I have been enjoying the Winter Olympics on television. A snowboarder, who is not competing, stated his opinion that the Half Pipe snowboarding venue in Sochi, Russia, was not sufficiently difficult for Olympic competition. Be that as it may, I am impressed by the difficulty faced by the snowboarding athletes and the seemingly breakneck speed required to medal in the various downhill skiing and speed skating events.
Isn’t it interesting that we build artificial obstacles on a golf course to make the game more exciting and challenging and then complain because of the difficulties that are forced upon us in the game of life? Paul H. Dunn said, “No one ever achieves anything really interesting to himself or worthwhile for anyone else, no matter how many college degrees he may have gained, until he has entered and has had at least a few courses in the ‘University of Hard Knocks.’”
When I was a college student I obtained part-time work as an orderly in a hospital operating room. It was one of the most interesting jobs I ever had. There was a particular surgeon of some renown who specialized in back surgery. I remember how difficult he made life for his surgical team. He would yell at the nurses at the slightest breach of his expectations. I once saw him angrily throw a pair of clamps at the nurse who was assisting him. Then he, himself, required back surgery.

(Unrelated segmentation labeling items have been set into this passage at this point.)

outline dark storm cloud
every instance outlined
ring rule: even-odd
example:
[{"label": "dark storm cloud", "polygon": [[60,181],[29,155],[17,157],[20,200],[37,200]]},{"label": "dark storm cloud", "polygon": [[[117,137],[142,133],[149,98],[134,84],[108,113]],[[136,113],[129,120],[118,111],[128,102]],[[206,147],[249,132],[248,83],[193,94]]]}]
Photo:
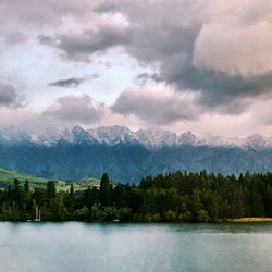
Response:
[{"label": "dark storm cloud", "polygon": [[199,108],[193,104],[191,98],[181,97],[173,91],[127,88],[119,96],[111,110],[123,115],[134,114],[149,124],[165,125],[181,120],[196,120]]},{"label": "dark storm cloud", "polygon": [[0,107],[16,106],[17,95],[12,85],[0,83]]},{"label": "dark storm cloud", "polygon": [[129,36],[124,27],[100,26],[99,29],[83,34],[38,38],[41,44],[53,46],[64,52],[64,59],[87,62],[94,53],[128,44]]},{"label": "dark storm cloud", "polygon": [[57,104],[49,107],[44,116],[53,116],[66,123],[90,124],[101,119],[102,111],[92,106],[88,95],[66,96],[59,98]]},{"label": "dark storm cloud", "polygon": [[[202,26],[211,21],[205,8],[201,0],[102,2],[95,8],[96,12],[120,12],[129,24],[124,27],[103,25],[82,34],[48,37],[47,44],[58,48],[66,59],[76,61],[86,61],[95,53],[122,46],[141,64],[159,67],[151,79],[172,84],[176,90],[197,91],[199,104],[240,113],[246,107],[244,98],[271,91],[272,76],[264,73],[244,77],[193,64],[195,41]],[[137,79],[145,85],[148,75],[143,74]]]}]

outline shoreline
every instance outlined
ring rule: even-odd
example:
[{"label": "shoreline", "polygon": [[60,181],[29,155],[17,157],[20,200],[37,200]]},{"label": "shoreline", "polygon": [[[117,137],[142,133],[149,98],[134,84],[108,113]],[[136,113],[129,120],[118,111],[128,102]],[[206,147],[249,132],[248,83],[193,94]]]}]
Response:
[{"label": "shoreline", "polygon": [[247,222],[272,222],[272,218],[240,218],[240,219],[230,219],[227,222],[233,223],[247,223]]}]

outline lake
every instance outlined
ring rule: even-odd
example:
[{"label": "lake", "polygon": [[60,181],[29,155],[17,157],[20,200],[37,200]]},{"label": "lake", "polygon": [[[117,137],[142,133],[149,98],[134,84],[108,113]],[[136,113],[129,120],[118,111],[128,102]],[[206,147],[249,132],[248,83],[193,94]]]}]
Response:
[{"label": "lake", "polygon": [[272,271],[272,223],[4,222],[0,271]]}]

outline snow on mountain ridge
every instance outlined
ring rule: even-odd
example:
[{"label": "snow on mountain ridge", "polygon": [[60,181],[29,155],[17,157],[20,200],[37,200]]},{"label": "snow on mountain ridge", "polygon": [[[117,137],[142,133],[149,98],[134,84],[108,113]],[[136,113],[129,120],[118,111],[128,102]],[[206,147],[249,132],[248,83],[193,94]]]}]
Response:
[{"label": "snow on mountain ridge", "polygon": [[102,126],[92,129],[84,129],[79,125],[69,128],[45,128],[24,131],[16,127],[3,127],[0,129],[0,141],[30,141],[38,145],[51,146],[59,141],[71,144],[100,143],[106,145],[118,145],[122,143],[140,144],[146,147],[159,148],[162,146],[223,146],[262,149],[272,147],[272,137],[260,134],[250,135],[246,138],[214,136],[202,134],[196,136],[191,132],[180,135],[160,128],[147,128],[132,132],[125,126]]}]

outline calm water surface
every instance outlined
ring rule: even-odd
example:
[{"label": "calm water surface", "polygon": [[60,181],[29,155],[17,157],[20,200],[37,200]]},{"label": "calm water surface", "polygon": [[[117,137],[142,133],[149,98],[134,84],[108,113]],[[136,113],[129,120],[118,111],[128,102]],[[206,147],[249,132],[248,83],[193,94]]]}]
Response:
[{"label": "calm water surface", "polygon": [[272,271],[272,224],[0,223],[0,271]]}]

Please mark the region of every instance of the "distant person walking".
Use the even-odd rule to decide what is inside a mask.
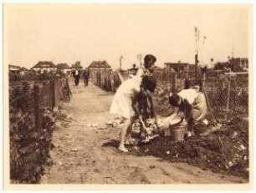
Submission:
[[[84,86],[88,86],[88,81],[89,81],[89,69],[84,69]]]
[[[79,84],[79,79],[80,79],[80,74],[78,69],[74,70],[74,85],[78,86]]]
[[[137,77],[152,75],[156,58],[154,55],[147,54],[144,58],[144,64],[141,66],[136,73]]]

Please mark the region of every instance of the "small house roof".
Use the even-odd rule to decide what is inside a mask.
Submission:
[[[57,64],[58,69],[70,69],[70,67],[66,63],[60,63]]]
[[[89,69],[111,69],[111,66],[106,61],[93,61],[88,67]]]
[[[33,68],[56,68],[52,61],[39,61]]]

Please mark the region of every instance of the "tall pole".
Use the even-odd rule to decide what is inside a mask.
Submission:
[[[121,68],[122,68],[122,58],[123,58],[123,56],[120,56],[120,59],[119,59],[119,68],[120,68],[120,69],[121,69]]]
[[[196,84],[198,83],[198,54],[197,53],[195,55],[195,79]]]

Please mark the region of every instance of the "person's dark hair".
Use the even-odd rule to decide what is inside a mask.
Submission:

I saw a transformation take place in the man. I think he became not only a better surgeon but a better person as a result of his own surgery. After that first-hand experience, he acquired a better knowledge of sickness and sympathy for his patients and his staff that he could not have acquired without his having enrolled in the School of Hard Knocks himself.
In a previous Winter Olympics I remember a skier who was way out in front and had a gold medal well in hand. He celebrated a little too early and fell. As he struggled to get back on his feet, two skiers passed him at the finish line and his gold, in an instant, had turned into bronze. Sometimes it requires a struggle on the athletic field, a broken rib, an elbow in the eye, a beanball, torn ligaments, or a sprained ankle. But in the end these kinds of struggles not only develop physical health and mental toughness, but the courage to meet life’s tasks.
More than simply going to school, perhaps one must engage in some form of hard, honest labor that tries the body and taxes one’s patience almost to the breaking point in order to achieve the discipline that is good for the soul. Life cannot be learned entirely from a textbook, no matter how fine and comprehensive that book may be. David O. McKay said, “Let us realize that the privilege to work is a gift, that power to work is a blessing, that love of work is success.”
Paul H. Dunn said that “there is no particular power or charm tied up in a diploma. Of course its possession may give you a little more prestige to begin with. But life, the kind of thing for which you think you are preparing, whether in or out of college, discloses its secret opportunities and joys only to those who have developed power through the facing of obstacles.”
Thomas Edison told young people that the world pays big prices for the people who know the value and satisfaction of persistent hard work. Paul Dunn’s father put it this way, “When your ship comes in, make sure you are willing to unload it.”
Win or lose, I admire those who have reached, through their hard work and persistence, the level of competition required of the Olympic athlete. They know something about the School of Hard Knocks.